A deal buzz between Max Life and Axis Bank has revived the plans of the insurer to get a bank as a full-time promoter
The date was June 17, 2016, when the deal was announced for the first time. Max Financial Services, Max Life and HDFC Life were to be part of a three-way merger. But this was called off a year later due to regulatory hurdles.
Interestingly the man seated on the other side is the same: Amitabh Chaudhry, the MD & CEO of Axis Bank, who was heading HDFC Life at that time.
Max Life has been vying to get a bank as a shareholding partner for almost four to five years. Axis Bank has been a bancassurance partner with the insurer since 2010 and will be their corporate agent till April 2021.
The merger deal with HDFC Life would have helped create an entity which would be the largest private sector insurer by assets. However, the structure of the merger was not acceptable to Insurance Regulatory and Development Authority of India (IRDAI). This turned out to be a dampener for the insurer.
Meanwhile HDFC Life then under the leadership of Chaudhry shifted its focus to listing the insurance company. Following that, he moved to Axis Bank as its MD and CEO in January 2019.
Chaudhry's strength has been his deal-making capabilities. While he had a brief stint with corporate and wholesale banking at the start of his career with Bank of America in 1987, Chaudhry eventually moved to investment banking. Later, he worked with Calyon Bank (formerly Credit Lyonnais Securities Asia or CLSA) heading the investment banking and technology divisions for southeast Asia.
The D-Street terms Chaudhry's one-year tenure in Axis Bank as a period of 'more hits than misses'. Investor confidence seems to have been brought back to the lender and earnings have improved. Prior to him joining the bank came under the banking regulator's radar for reporting divergences for two consecutive years. Uncertainty about the new CEO had also lead to the stock taking a beating.
With the core at Axis Bank back in place, Chaudhry seems to have got back to his old passion of insurance. A future deal with Max Life would enable Axis Bank to enter the insurance sector in a larger way. Plus, the fee income would get a further boost.
The bank, over the past two years had already begun widening its presence in insurance.
In fact, Max Life got the jitters in 2018 again when Axis Bank took a decision to also tie-up with the country’s largest insurer Life Insurance Corporation of India (LIC). Now Axis Bank has a bancassurance partnership with Bajaj Allianz Life as well, apart from LIC and Max Life. This is part of the bank’s strategy to utilise the opportunity to reach the maximum permissible cap of three insurers in life segment.
Max Financial Services and Axis Bank are yet to respond to the stock exchanges that have sought clarity on this possible deal.
Of the Rs 3,392.93 crore of Max Life’s individual (retail) premium for 9MFY20, banks accounted Rs 2,106.06 crore.
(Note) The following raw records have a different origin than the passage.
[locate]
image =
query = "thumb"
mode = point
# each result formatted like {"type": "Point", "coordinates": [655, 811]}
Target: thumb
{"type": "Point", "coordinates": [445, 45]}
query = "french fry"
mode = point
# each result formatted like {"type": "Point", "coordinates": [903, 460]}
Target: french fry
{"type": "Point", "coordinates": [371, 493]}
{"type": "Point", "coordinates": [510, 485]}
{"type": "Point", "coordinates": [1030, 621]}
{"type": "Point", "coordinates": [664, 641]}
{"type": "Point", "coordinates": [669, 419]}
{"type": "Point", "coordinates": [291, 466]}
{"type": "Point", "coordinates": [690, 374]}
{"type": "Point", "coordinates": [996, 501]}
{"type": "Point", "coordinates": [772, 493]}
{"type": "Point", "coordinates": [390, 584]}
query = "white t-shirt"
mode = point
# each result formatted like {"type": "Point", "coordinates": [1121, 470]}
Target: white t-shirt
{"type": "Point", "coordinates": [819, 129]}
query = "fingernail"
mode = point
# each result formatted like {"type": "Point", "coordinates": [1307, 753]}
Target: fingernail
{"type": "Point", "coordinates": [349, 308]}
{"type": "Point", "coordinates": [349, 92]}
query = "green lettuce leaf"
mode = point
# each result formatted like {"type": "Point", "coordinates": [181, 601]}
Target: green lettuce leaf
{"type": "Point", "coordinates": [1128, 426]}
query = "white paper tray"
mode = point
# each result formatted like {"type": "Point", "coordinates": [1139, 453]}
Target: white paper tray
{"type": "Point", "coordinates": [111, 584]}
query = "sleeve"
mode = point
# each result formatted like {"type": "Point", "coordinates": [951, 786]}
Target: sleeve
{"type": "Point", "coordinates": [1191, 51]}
This means that 62 percent of the business came from banks. In the overall business, Axis Bank accounts for 55 percent of the business while other banks account for 12 percent (as of December quarter).
Why exclusivity is crucial?
Once the exclusivity in bancassurance comes to an end, an insurer has to compete with others sectoral players to get their products sold. Usually an insurer that offers a better commission rate gets more prominence. Apart from Axis Bank, Max Life also has a partnership with Yes Bank.
While it was anticipated that Axis Bank tying up with LIC would mean that Max Life’s business would get impacted, this wasn’t the case. This was because LIC is heavily focussed on agency-led sales and bancassurance is only a tiny fraction of the business.
Max Life is the largest non-bank life insurance company. However, not having a bank promoter is not revenue positive since banks have overtaken insurers as the biggest distributors for policies.
Will RBI give a nod this time?
The possible Axis Bank-Max Life deal has the Sword of Damocles hanging in the form of an approval by the banking regulator. Reserve Bank of India (RBI) has in the past expressed reservations of banks cross-holding stake in allied sectors like insurance.
In fact, RBI is said to have expressed reservations a few months ago when talks of a deal between Axis Bank and Max Life revived. This deal wouldn’t be able to get a green signal unless RBI clarifies its position on bank holdings in insurance.
Till then the suspense remains. It remains to be seen whether Chaudhry and Max Life’s Analjit Singh are successful the second time in convincing the regulators about the merits of this deal.